12.22.13

Abgeordneter Ing. Reinhold Einwallner (SPÖ)|: Sehr geehrte Frau Präsidentin! Geschätzte Kolleginnen und Kollegen! Herr Minister! Ich nehme Bezug auf das Ver­sicherungsvertriebsrechts-Änderungsgesetz, und zwar auf die Teile, die heute wirklich in Umsetzung kommen, und nicht auf den Abänderungsantrag, der Gott sei Dank nicht kommt, der noch einmal abgewendet werden konnte.

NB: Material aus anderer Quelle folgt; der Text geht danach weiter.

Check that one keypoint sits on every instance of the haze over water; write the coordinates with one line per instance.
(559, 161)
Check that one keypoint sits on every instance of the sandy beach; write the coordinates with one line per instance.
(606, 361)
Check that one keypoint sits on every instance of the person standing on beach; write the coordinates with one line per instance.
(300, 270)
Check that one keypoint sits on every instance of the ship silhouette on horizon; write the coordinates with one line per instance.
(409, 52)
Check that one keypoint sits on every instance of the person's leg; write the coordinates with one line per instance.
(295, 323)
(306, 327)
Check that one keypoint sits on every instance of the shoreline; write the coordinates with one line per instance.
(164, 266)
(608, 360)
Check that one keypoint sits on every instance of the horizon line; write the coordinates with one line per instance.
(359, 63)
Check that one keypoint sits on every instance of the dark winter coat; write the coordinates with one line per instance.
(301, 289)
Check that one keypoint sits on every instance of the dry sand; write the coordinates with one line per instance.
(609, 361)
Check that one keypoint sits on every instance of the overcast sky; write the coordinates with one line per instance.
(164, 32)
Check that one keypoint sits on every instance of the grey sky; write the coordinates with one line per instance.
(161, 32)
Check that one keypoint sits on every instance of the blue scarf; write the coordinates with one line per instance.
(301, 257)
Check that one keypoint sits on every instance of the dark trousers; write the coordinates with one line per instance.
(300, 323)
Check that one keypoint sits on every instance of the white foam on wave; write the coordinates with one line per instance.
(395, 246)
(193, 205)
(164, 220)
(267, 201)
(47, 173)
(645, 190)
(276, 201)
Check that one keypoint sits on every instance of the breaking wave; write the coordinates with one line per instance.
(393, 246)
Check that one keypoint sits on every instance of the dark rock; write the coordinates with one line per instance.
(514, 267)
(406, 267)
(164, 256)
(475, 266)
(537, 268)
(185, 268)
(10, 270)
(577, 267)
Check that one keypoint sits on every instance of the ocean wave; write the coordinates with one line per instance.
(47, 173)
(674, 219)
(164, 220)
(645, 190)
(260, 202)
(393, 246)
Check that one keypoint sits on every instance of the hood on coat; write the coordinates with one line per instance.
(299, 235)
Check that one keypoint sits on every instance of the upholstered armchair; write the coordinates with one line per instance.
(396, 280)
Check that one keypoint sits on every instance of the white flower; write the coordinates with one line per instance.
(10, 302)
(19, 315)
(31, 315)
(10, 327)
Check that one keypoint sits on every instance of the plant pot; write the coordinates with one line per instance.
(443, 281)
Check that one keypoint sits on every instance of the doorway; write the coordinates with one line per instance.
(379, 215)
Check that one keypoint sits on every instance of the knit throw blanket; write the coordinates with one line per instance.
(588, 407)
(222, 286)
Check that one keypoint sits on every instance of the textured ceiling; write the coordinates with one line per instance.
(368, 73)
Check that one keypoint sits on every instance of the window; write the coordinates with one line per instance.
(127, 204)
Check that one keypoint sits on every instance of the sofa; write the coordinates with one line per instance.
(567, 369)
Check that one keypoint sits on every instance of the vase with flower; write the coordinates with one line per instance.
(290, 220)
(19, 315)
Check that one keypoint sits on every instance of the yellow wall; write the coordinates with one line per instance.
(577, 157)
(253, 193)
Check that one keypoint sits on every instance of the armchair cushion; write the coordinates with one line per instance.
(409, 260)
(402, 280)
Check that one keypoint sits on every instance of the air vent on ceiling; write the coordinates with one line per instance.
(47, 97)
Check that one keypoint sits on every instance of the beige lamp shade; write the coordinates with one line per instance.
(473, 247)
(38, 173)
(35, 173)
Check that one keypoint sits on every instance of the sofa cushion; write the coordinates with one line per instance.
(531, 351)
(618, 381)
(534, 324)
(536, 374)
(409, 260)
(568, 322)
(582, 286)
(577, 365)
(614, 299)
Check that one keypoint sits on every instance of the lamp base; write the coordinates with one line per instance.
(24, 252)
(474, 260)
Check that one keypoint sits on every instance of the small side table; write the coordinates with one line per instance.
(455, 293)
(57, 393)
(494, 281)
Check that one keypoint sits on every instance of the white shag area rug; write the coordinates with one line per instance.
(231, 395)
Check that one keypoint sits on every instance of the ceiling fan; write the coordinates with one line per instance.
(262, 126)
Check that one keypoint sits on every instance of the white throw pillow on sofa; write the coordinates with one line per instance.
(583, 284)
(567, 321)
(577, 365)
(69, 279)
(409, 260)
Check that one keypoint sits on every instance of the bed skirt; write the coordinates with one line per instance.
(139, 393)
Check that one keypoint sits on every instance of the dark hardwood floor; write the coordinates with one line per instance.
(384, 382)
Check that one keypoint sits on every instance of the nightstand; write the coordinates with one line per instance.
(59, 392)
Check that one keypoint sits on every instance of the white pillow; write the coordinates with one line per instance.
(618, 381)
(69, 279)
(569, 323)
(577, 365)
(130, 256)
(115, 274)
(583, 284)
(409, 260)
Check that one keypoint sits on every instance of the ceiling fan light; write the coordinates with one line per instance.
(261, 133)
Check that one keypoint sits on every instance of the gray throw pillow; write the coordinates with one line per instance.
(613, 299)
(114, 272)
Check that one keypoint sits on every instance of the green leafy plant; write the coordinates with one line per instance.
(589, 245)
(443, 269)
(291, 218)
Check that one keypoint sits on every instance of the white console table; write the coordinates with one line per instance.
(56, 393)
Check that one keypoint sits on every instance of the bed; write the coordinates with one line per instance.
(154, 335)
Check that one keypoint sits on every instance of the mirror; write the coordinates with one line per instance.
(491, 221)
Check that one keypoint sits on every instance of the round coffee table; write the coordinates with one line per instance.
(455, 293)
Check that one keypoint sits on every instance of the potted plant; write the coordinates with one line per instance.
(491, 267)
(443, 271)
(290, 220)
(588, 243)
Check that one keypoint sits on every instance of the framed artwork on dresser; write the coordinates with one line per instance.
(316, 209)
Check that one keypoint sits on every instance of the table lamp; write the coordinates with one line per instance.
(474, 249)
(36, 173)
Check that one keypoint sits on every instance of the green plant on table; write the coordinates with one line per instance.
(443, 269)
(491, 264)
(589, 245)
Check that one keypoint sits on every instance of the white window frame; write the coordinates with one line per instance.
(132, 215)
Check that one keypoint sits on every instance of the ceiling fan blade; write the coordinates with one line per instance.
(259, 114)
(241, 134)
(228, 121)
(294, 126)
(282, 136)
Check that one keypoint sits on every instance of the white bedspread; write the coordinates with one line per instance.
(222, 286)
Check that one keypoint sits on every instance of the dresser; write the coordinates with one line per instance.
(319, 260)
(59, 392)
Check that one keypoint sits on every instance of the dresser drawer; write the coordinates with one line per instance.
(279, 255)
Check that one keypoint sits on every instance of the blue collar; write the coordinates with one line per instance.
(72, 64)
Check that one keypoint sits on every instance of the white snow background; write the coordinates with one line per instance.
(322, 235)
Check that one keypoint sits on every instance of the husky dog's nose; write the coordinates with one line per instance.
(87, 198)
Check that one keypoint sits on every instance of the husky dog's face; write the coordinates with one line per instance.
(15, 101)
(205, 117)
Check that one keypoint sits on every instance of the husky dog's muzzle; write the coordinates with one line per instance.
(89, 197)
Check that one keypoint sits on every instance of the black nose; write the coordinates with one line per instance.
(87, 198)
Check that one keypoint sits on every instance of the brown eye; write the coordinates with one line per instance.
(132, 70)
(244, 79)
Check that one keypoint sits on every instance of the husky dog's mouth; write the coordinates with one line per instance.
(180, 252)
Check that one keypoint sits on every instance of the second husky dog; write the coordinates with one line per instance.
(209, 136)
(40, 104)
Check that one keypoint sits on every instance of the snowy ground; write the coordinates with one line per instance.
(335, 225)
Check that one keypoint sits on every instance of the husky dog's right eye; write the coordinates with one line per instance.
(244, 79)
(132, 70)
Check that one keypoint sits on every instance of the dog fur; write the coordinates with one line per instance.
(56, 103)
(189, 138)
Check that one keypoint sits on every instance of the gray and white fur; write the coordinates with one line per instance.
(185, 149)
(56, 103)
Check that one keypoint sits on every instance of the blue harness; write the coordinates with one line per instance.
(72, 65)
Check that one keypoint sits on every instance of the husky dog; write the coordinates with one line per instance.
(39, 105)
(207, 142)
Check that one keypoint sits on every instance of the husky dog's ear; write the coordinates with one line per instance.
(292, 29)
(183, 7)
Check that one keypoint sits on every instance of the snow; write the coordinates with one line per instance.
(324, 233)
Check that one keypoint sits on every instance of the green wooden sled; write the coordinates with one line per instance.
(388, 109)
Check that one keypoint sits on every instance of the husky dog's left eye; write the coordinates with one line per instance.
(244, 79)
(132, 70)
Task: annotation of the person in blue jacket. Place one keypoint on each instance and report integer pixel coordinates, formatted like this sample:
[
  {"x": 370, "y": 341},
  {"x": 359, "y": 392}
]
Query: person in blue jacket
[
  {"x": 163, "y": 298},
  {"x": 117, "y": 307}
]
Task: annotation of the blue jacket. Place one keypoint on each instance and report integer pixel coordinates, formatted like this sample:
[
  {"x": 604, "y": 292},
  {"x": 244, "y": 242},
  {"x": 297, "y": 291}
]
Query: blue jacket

Es kommt bei dieser Novelle zu einer Mindestharmonisierung, und das ist auch unser Kritikpunkt, Herr Minister, denn das wäre eigentlich die Gelegenheit gewesen, den Verbraucherschutz zu stärken. Diese Gelegenheit wird leider nicht genutzt.

Ich nehme auch zur Kenntnis, dass den NEOS der Konsumentenschutz offenbar egal ist und dass Sie, Herr Kollege Loacker, sich vom Konsumentenschutz verabschiedet haben. Das ist angekommen, wir werden den Menschen auch weiterhin sagen, dass die NEOS nicht bereit sind, die Konsumentinnen und Konsumenten entsprechend zu schützen.

Meine Damen und Herren! Es kommt durch diese Novelle zwar zu einer Be­schwer­destelle im Sozialministerium – das ist durchaus zu begrüßen –, die Beschwerdestellen bei den Versicherungen sind aber leider nicht so ausgestaltet, wie wir uns das ge­wünscht hätten. Da fehlt es nämlich an der Konkretisierung; es ist nicht einmal klar geregelt, bis wann eine Beschwerde behandelt werden muss und wann eine Rück­meldung kommen muss – anders als beim Zahlungsdienstegesetz, bei dem das klar geregelt ist.

Der wesentlichste Kritikpunkt ist aber die Verteilung der Versicherungsprovisionen, der Vertriebsprovisionen. Wir haben es im Ausschuss schon besprochen, Herr Minister. Da wäre unser Wunsch, unser Ansatz, dass man die Provisionen wirklich auf die gesamte Vertragsdauer umlegt und nicht nur auf die ersten paar Jahre, weil das eigentlich die Konfliktlinien sind, die zwischen Versicherungsnehmer und Versicherung entstehen, und da wurde leider nichts gemacht. Da argumentieren Sie, dass das im Rahmen dieser Harmonisierung nicht zwingend notwendig ist, und das finde ich sehr schade, weil Sie natürlich die Gelegenheit gehabt hätten, das mit zu ändern und mit zu regeln; aber das schieben Sie auf. Also wenn es um die Anliegen der Verbraucherinnen und Verbraucher geht, dann haben Sie offenbar Zeit. Bei anderen Punkten sind Sie zügiger. Das ist der Hauptkritikpunkt, warum wir dieser Novelle natürlich nicht zustim­men.

Gott sei Dank ist der Abänderungsantrag, wie er schon vorbereitet war, nicht gekom­men; dazu haben meine Vorrednerinnen und Vorredner auch schon Stellung genom­men.

Lassen Sie mich auch noch einen Satz zum Budget sagen, weil mein Vorredner gerade versucht hat, dieses Budget so zu loben: Es ist leider das passiert, was wir befürchtet haben. Jetzt haben wir es schwarz auf weiß, dass Sie Ihre Klientelpolitik in diesem Budget umsetzen und die Menschen in diesem Land auf der Strecke bleiben. – Danke schön. (Beifall bei der SPÖ.)